B
VERSLAG VAN DE VASTE COMMISSIE VOOR JUSTITIE3
Naar aanleiding van het wetsvoorstel Wet Conflictenrecht geregistreerd
partnerschap en de daarbij betrokken aanpassing van de Rijkswet op het Nederlanderschap
heeft de vaste commissie voor Justitie van de Koninklijke Notariële Beroepsorganisatie
(KNB) een juridisch-technische opmerking ontvangen over het onderdeel van
het partnerschapsvermogensregime. Gezien de gewenste zorgvuldigheid van wetgeving
en de aard van deze opmerking, heeft de commissie
gemeend deze opmerking met verzoek om commentaar aan de regering te moeten
voorleggen.
De artikelen 6 en 8 van het wetsvoorstel van de Wet Conflictenrecht geregistreerd
partnerschap geven regels met betrekking tot de rechtskeuze die partners kunnen
uitbrengen voor het recht dat van toepassing is op het partnerschapsvermogensregime.
Artikel 6 lid 2 bepaalt dat de aanstaande partners uitsluitend kunnen
kiezen voor een recht dat het instituut van het geregistreerde partnerschap
kent. Artikel 8 lid 2 kent een soortgelijke beperking. Op zich is deze beperking
juist.
Wat evenwel bevreemdt is het volgende. De consequentie van deze regel
is dat bijvoorbeeld twee Nederlanders die in Nederland woonachtig zijn, kunnen
kiezen voor een rechtsstelsel (bijvoorbeeld het Deense recht), terwijl zij
noch door nationaliteit van één van beide partners noch door
woonplaats van één van beiden met Denemarken verbonden zijn.

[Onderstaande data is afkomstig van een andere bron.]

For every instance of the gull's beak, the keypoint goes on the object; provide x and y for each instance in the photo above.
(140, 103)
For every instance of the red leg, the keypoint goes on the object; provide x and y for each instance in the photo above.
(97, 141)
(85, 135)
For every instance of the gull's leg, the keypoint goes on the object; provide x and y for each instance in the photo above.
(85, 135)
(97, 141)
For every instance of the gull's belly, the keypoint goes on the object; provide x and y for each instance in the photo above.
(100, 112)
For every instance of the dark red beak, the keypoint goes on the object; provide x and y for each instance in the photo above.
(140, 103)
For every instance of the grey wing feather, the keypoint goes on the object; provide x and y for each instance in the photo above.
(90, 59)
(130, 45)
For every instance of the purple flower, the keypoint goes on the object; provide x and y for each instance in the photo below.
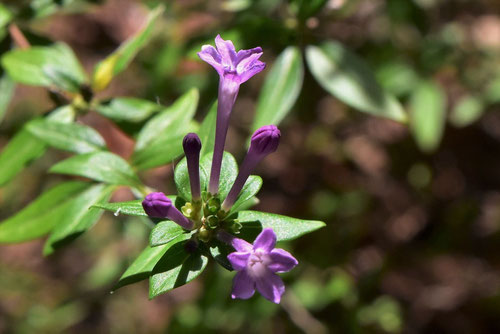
(264, 141)
(160, 206)
(257, 266)
(192, 147)
(234, 68)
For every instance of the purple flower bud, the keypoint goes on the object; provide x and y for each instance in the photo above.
(192, 147)
(264, 141)
(234, 68)
(160, 206)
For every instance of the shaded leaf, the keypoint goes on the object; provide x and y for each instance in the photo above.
(347, 77)
(67, 136)
(37, 66)
(100, 166)
(176, 268)
(127, 109)
(77, 217)
(281, 88)
(119, 60)
(427, 115)
(41, 215)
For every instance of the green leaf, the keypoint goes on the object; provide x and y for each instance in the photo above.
(19, 152)
(24, 147)
(250, 189)
(467, 110)
(100, 166)
(130, 208)
(127, 109)
(171, 122)
(219, 252)
(281, 88)
(40, 216)
(77, 217)
(119, 60)
(163, 150)
(142, 266)
(207, 131)
(427, 115)
(45, 66)
(5, 16)
(228, 172)
(6, 91)
(164, 232)
(286, 228)
(175, 268)
(347, 77)
(70, 137)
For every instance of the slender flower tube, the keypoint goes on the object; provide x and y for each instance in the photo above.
(257, 266)
(192, 147)
(160, 206)
(264, 141)
(234, 68)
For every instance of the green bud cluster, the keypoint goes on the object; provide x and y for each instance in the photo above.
(208, 216)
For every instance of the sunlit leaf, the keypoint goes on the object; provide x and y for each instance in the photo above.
(41, 215)
(281, 88)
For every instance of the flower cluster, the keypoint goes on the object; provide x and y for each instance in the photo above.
(257, 265)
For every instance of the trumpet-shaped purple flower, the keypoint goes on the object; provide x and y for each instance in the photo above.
(257, 266)
(192, 147)
(264, 141)
(160, 206)
(234, 68)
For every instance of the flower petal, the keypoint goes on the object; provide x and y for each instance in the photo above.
(243, 286)
(210, 55)
(266, 240)
(281, 261)
(270, 286)
(246, 63)
(238, 260)
(241, 245)
(227, 52)
(257, 67)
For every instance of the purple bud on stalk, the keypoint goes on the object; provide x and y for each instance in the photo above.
(160, 206)
(192, 147)
(264, 141)
(234, 68)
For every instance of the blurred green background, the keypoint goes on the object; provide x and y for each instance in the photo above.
(412, 211)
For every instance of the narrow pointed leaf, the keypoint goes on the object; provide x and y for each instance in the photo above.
(172, 121)
(128, 109)
(428, 115)
(347, 77)
(35, 66)
(40, 216)
(286, 228)
(77, 217)
(164, 232)
(100, 166)
(142, 266)
(70, 137)
(176, 268)
(281, 88)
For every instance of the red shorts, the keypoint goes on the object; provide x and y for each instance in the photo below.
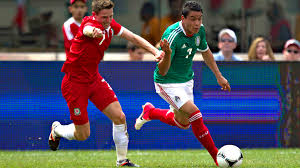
(77, 95)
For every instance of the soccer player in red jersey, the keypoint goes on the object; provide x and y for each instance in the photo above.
(82, 81)
(70, 28)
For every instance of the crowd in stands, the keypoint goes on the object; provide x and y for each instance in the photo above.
(279, 40)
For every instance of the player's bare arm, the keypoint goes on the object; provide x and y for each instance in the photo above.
(165, 63)
(211, 63)
(137, 40)
(93, 32)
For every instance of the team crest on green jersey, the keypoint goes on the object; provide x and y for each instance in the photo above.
(197, 40)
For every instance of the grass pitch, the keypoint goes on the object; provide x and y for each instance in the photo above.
(253, 158)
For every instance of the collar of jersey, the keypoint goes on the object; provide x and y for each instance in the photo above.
(180, 24)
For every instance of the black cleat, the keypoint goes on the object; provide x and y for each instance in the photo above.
(126, 162)
(53, 138)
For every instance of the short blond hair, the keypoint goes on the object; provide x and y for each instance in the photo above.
(98, 5)
(252, 50)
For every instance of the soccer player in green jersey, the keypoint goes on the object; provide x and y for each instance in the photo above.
(173, 76)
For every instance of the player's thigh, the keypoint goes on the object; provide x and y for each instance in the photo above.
(189, 89)
(102, 94)
(175, 94)
(77, 99)
(106, 101)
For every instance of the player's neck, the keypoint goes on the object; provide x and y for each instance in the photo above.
(78, 20)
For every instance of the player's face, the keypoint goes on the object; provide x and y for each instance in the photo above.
(105, 17)
(226, 43)
(192, 22)
(78, 9)
(261, 50)
(291, 53)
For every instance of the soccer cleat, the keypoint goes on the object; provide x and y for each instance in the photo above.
(53, 138)
(141, 120)
(126, 163)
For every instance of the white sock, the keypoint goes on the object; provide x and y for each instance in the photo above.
(121, 140)
(65, 131)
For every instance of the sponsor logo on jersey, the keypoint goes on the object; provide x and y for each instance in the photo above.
(197, 40)
(177, 98)
(77, 111)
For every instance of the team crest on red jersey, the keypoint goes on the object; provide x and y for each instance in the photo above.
(77, 111)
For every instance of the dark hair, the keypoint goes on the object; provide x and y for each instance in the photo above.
(98, 5)
(191, 6)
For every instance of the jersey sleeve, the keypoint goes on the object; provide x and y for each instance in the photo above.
(203, 44)
(117, 28)
(172, 42)
(67, 42)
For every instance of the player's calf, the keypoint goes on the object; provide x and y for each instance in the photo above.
(53, 137)
(144, 117)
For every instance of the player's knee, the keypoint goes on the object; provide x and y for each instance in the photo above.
(82, 136)
(120, 119)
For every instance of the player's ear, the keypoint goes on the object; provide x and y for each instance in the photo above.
(182, 17)
(70, 9)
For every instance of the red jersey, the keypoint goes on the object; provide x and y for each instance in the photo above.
(70, 29)
(86, 52)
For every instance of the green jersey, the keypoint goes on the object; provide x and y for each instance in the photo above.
(183, 50)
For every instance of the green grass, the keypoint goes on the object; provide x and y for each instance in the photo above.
(253, 158)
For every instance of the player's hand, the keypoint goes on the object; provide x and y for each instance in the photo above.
(165, 46)
(159, 55)
(97, 33)
(224, 84)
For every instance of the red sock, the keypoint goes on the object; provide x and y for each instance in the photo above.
(202, 134)
(164, 116)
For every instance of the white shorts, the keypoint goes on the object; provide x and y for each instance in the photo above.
(176, 94)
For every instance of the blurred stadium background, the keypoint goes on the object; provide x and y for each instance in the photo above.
(262, 111)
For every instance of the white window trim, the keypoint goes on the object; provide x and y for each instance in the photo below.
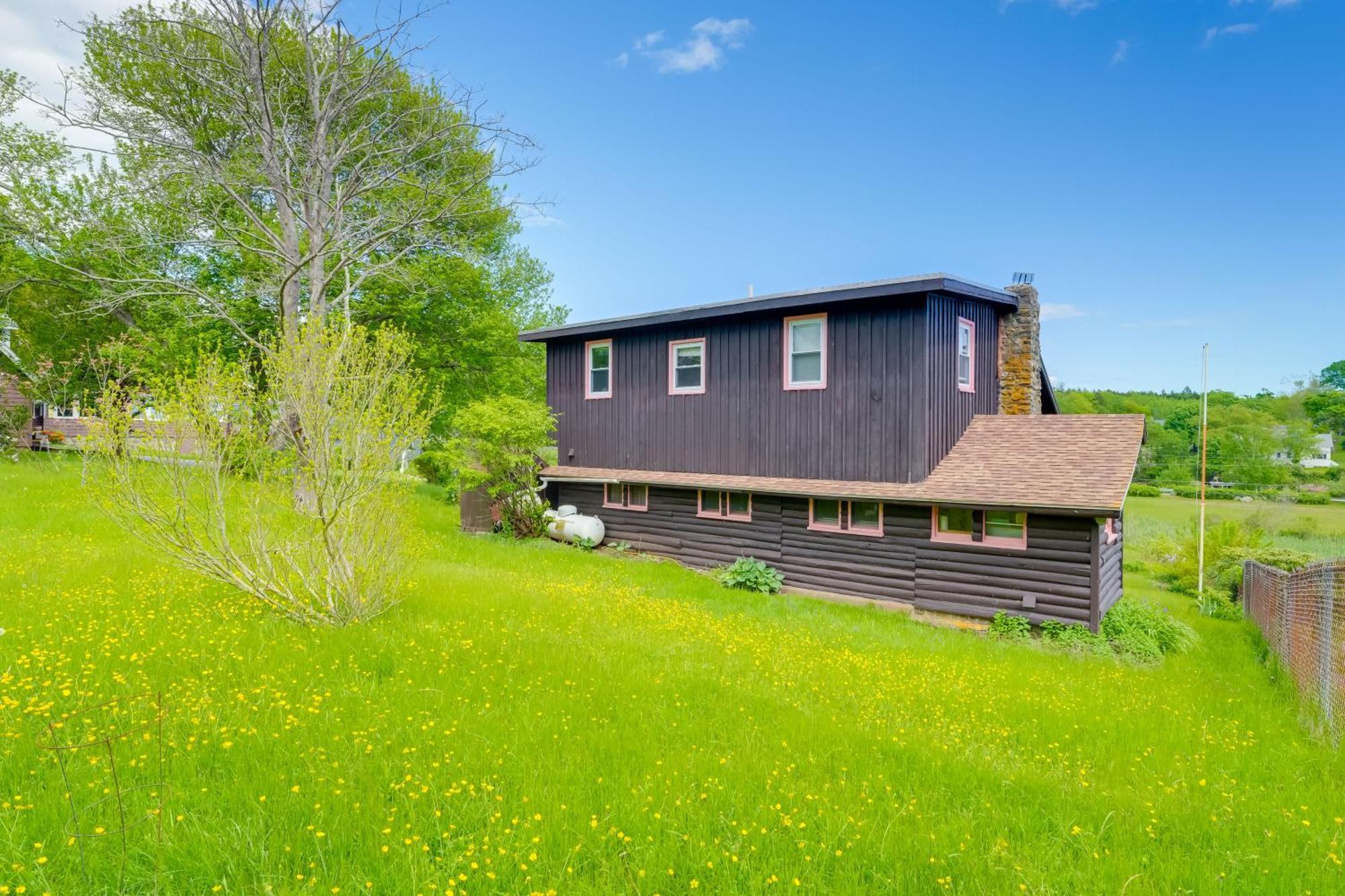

Naarmate het aantal landen met een geregistreerd partnerschap groter wordt,
wordt de keuzevrijheid dus ook ruimer.
Deze regeling van de rechtskeuze in de Wet Conflictenrecht geregistreerd
partnerschap strookt op dit punt niet met de regeling van het Haags Huwelijksvermogensverdrag
1978 (dat de internationaal privaatrecht-regels met betrekking tot het huwelijksvermogensregime
geeft voor echtparen), terwijl uit de memorie van toelichting bij het wetsvoorstel
blijkt dat op dit punt zoveel mogelijk getracht is aansluiting te vinden bij
dit verdrag (zie MvT p. 12). De rechtskeuzeregeling van het verdrag ziet er
namelijk anders uit dan de regeling uit de Wet Conflictenrecht geregistreerd
partnerschap. Volgens de verdragsregeling kunnen (aanstaande) echtparen alleen
kiezen voor een recht waarmee zij door nationaliteit (van één
van beiden) of door woonplaats (van één van beiden) verbonden
zijn.
Zouden dezelfde restricties uit het verdrag ook in de Wet Conflictenrecht
geregistreerd partnerschap niet moeten worden opgenomen onder handhaving van
artikel 6 lid 2 en artikel 8 lid 2?
Dit heeft dan tot gevolg dat de (aanstaande) geregistreerde partners kunnen
kiezen voor een rechtsstelsel waarmee zij door nationaliteit of woonplaats
zijn verbonden mits dit gekozen recht het geregistreerde partnerschap kent.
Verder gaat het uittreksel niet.